Iman Shumpert the Phoenix Suns' diamond in the rough?

With the 13th pick in the 2011 NBA draft the Phoenix Suns select … Iman Shumpert. Iman Shumpert? My thoughts exactly.

A few weeks ago Shumpert figured to be a late first-round pick at best and a clear afterthought in terms of the top point guards on the board. I never imagined Phoenix could even consider Shumpert over an all-important big man or possible point guard of the future.

With all of the talk surrounding Tristan Thompson, Jimmer Fredette, Markieff Morris, Jordan Hamilton and Bismack Biyombo, Shumpert seemed irrelevant.

But the Suns have made it clear they’re interested, and after taking an in-depth look at Shumpert’s game, I can see why. Shumpert has all of the makings to become a diamond in the rough of sorts for the Phoenix Suns.

He averaged 17.3 points per game last season and has measurables that NBA scouts drool over: 6-foot-6, 222 pounds with a 6-foot-10 wingspan and 42-inch vertical (the best at the NBA combine).

“He’s a combo guard, can play both the one and the two, did that at Georgia Tech,” said Suns director of player personnel John Treloar. “As far as an athlete he’s at the top of the list athletically in the draft. Yeah, he’s at the top.”

Shumpert’s also one of the draft’s best defenders, and the 2.75 steals per game (7th best in the NCAA) he averaged last season back that up. He’s a ballhawk in help position and a tremendous on the ball defender with the ability to defend point guards, shooting guards and small forwards.

“Big, strong guard,” general manager Lance Blanks said of Shumpert. “He was in a situation where the team’s performance wasn’t really great over the last few years at Georgia Tech. I think he can defend really well.”

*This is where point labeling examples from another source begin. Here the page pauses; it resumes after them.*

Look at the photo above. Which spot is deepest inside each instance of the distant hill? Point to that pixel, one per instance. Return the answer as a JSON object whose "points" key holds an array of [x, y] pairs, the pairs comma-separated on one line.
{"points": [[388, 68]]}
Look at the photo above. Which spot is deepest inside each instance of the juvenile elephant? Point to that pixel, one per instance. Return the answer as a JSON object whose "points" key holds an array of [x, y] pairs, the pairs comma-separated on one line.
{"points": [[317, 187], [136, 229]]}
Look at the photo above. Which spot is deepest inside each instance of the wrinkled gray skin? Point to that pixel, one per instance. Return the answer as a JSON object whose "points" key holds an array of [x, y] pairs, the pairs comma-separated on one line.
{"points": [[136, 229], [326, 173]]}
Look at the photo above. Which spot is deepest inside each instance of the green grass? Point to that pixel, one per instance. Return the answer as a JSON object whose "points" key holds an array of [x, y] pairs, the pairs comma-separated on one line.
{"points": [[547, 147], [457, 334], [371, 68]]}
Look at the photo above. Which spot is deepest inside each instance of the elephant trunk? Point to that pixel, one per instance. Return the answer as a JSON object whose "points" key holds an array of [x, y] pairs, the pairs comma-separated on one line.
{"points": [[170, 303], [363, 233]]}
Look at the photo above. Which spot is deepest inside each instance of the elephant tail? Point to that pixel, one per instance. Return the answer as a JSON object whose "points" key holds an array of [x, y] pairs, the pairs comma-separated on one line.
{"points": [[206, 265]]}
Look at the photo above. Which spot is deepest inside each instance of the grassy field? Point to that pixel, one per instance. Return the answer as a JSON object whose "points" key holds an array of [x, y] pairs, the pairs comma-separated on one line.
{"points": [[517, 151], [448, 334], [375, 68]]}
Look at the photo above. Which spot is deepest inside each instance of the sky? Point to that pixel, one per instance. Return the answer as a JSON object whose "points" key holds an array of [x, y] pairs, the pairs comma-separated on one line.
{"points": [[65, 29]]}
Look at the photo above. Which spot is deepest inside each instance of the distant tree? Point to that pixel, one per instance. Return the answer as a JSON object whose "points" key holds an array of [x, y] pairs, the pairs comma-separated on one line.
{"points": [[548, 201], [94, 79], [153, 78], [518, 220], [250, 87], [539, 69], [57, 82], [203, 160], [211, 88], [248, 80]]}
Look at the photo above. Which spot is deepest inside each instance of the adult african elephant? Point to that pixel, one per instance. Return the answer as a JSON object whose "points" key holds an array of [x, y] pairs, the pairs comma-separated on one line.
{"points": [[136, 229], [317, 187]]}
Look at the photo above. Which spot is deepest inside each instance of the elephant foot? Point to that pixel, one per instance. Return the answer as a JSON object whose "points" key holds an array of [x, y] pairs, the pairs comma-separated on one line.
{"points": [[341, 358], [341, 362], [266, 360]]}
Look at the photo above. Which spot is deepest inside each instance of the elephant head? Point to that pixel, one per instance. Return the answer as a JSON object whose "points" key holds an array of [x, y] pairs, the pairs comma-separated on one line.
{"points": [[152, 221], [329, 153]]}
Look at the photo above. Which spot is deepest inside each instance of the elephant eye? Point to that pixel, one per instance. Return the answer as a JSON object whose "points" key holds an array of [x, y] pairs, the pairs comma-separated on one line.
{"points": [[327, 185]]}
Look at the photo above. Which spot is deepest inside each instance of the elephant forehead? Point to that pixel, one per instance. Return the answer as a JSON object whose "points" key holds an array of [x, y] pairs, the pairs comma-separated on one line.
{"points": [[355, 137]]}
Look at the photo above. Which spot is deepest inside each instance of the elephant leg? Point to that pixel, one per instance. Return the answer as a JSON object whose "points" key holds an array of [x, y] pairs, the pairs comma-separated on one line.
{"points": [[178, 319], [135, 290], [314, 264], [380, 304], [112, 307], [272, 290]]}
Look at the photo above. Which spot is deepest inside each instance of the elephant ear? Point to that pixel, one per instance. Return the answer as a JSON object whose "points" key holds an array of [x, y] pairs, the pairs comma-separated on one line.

If the Suns really are sold on a point guard, Shumpert should be their guy. After the top tier of point guards (Kyrie Irving, Brandon Knight, Kemba Walker, Jimmer Fredette), there’s a huge drop-off in talent.

So if the Suns miss out on the upper-echelon floor generals and aren’t buying into the Jimmer hype (if he’s even around), then Shumpert makes a lot of sense. He addresses an area of need, yet has the upside to develop into a star.

His explosiveness and scoring prowess could make him a playmaker for a Suns team thirsting for exactly that, and if he can develop his point guard skills he could take the torch from Steve Nash.

Worst case scenario he’ll bring defense and energy right away and turn into a serviceable backup down the road. But with a ceiling as high as Shumpert’s, the best-case scenario could give the Suns the superstar they need.

Shumpert plays a lot like Russell Westbrook (who he models his game after) and even Tyreke Evans as he’s an explosive, physical, attack-first guard who’s stuck between positions. He’s also extremely inefficient (40.6 FG%) with limited range (27.8 3P%) and a high turnover rate (over 3.0 TOs per game in two out of three years).

Last season he forced shots (on a bad GT team mind you) and didn’t exactly show the point guard skills you’d hope for from a point-guard prospect. But if Shumpert could become an average passer and decision maker, his scoring ability and athleticism could make him a future All-Star.

I still think if the Suns can land a big like Tristan Thompson or Biyombo they should be all over it. Even if Hamilton, Klay Thompson or Alec Burks are around they certainly have to be considered. But after watching Shumpert play a little more, I understand the Suns’ infatuation.

So give the possibility of Iman Shumpert becoming a Sun a chance, because if he ever reaches his full potential, Phoenix is one step closer to becoming a defensive-minded club with a possible young stud to boot.